Governance & Risk Management , HIPAA/HITECH , Privacy
Google's Push Into Health Sector: Emerging Privacy Issues
Regulatory Attorney Alisa Chestler on Critical ConsiderationsWith Google aggressively expanding its push into the healthcare sector, critical privacy-related issues are emerging, says regulatory attorney Alisa Chestler.
Google announced Nov. 1 that it plans to purchase fitness tracker maker Fitbit in a $2.1 billion deal.
Then on Monday, Google and St. Louis-based Ascension announced a collaboration designed to improve patient care that reportedly involves Google having access to data on about 50 million patients - without the patients' permission (see: Privacy Analysis: Google Accesses Patient Data on Millions) .

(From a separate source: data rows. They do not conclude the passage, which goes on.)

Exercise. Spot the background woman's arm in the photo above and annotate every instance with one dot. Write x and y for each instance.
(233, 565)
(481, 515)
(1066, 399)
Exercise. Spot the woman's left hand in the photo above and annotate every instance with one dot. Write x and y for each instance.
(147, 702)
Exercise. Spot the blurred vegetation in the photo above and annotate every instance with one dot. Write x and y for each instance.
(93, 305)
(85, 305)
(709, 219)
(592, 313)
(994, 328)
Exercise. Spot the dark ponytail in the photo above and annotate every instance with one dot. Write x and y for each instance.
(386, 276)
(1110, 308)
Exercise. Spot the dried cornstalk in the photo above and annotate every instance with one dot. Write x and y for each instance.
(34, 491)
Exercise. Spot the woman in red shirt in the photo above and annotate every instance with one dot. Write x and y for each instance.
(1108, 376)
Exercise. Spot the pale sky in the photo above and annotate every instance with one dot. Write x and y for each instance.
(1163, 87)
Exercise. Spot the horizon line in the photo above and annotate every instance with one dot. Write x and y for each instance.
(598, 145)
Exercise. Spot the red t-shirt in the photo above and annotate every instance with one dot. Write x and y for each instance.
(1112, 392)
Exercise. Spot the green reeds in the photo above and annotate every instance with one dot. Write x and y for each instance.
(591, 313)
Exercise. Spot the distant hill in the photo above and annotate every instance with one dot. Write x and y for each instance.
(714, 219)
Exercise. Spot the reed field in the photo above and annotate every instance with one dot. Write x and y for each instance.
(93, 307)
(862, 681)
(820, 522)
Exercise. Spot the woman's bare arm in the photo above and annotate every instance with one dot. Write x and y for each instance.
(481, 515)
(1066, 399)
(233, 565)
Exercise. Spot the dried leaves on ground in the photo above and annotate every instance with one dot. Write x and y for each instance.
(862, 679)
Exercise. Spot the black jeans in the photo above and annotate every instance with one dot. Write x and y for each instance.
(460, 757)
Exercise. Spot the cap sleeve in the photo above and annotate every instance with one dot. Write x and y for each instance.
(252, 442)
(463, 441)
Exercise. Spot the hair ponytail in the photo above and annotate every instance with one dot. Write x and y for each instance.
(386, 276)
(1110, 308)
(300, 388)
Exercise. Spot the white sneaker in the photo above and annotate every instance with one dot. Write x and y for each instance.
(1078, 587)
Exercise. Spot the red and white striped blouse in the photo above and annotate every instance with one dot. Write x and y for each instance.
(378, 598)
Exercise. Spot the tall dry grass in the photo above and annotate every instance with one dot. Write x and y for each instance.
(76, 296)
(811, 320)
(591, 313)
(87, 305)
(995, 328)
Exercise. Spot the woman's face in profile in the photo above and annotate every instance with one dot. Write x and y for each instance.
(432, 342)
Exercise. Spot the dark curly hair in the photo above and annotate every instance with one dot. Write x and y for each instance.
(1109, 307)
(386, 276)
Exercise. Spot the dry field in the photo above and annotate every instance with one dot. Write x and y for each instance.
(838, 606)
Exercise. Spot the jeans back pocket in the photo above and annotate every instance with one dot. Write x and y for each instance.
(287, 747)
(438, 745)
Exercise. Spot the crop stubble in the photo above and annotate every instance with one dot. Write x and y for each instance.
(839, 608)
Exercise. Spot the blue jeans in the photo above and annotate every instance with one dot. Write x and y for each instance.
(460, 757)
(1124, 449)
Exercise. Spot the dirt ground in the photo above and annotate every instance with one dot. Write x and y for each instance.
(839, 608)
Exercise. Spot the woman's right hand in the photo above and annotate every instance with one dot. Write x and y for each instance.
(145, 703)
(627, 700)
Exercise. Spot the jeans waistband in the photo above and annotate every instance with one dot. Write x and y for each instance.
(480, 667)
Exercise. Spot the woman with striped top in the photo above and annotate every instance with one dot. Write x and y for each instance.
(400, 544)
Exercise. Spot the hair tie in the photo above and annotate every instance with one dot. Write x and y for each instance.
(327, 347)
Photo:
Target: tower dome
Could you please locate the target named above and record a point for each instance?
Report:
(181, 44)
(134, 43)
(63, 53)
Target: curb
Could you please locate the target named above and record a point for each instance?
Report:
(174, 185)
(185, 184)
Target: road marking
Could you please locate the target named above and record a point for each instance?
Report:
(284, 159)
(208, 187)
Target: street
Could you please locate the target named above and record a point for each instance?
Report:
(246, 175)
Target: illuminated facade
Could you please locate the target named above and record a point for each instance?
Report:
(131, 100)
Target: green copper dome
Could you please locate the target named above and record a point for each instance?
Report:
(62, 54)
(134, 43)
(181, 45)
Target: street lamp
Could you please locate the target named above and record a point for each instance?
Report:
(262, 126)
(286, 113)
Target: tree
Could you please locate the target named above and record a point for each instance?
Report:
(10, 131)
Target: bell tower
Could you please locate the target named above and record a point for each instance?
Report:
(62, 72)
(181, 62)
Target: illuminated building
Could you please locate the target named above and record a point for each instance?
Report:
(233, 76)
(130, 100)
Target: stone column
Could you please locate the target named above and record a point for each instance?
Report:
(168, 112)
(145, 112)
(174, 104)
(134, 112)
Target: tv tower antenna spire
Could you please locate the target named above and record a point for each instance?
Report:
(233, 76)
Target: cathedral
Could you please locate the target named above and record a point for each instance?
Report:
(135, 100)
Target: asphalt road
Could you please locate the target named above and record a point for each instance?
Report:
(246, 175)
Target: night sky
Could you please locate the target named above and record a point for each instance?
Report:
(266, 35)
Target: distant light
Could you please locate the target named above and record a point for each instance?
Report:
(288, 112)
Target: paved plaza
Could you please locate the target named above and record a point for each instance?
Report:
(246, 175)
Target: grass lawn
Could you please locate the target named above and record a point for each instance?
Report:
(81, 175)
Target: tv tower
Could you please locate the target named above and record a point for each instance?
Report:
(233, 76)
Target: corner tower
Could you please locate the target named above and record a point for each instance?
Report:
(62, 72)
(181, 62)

Google and Fitbit say consumers' health and wellness data will not be used to serve up appropriate Google ads. "I guess the question is whether [the fitness-related data] could be married to other projects, creating a larger database on each and every person," Chestler says in an interview with Information Security Media Group.
Consumer fitness and wellness data collected by Fitbit devices "is likely not covered by HIPAA at all," she says, meaning the information isn't held to the stricter federal regulatory requirements for safeguarding protected health information.
But the California Consumer Privacy Act, which goes into effect Jan. 1, and some other state privacy regulations "will potentially have some very big impact," she predicts.
While Chestler declines to comment on Google's deal with Ascension, she notes that all health data sharing relationships between healthcare entities and vendors must be carefully vetted.
Under a HIPAA business associate agreement, health data can be disclosed by covered entities to vendors for certain purposes, she notes. "But what you have to think about is how the information is being used. While it potentially may be used for the greater good ... it still needs to stay in line not just with HIPAA but with state law issues," she says.
Scrutinizing Alliances
Alliances that involve the sharing of health-related data with companies like Google must be carefully thought out, she adds. That's because such data collections "to a large degree may be completely unregulated."
In the interview (see audio link below photo), Chestler also discusses:
- Developments involving HIPAA, the California Consumer Privacy Act and other privacy regulations;
- Recent and future HIPAA enforcement activities by the Department of Health and Human Services' Office for Civil Rights;
- Data privacy and security trends that healthcare organizations should be watching in the year ahead.
Chestler is a shareholder in the law firm Baker Donelson who chairs its data protection, privacy and cybersecurity team. She concentrates her practice on privacy, security and records management issues; healthcare and insurance regulatory compliance; and corporate transactions matters.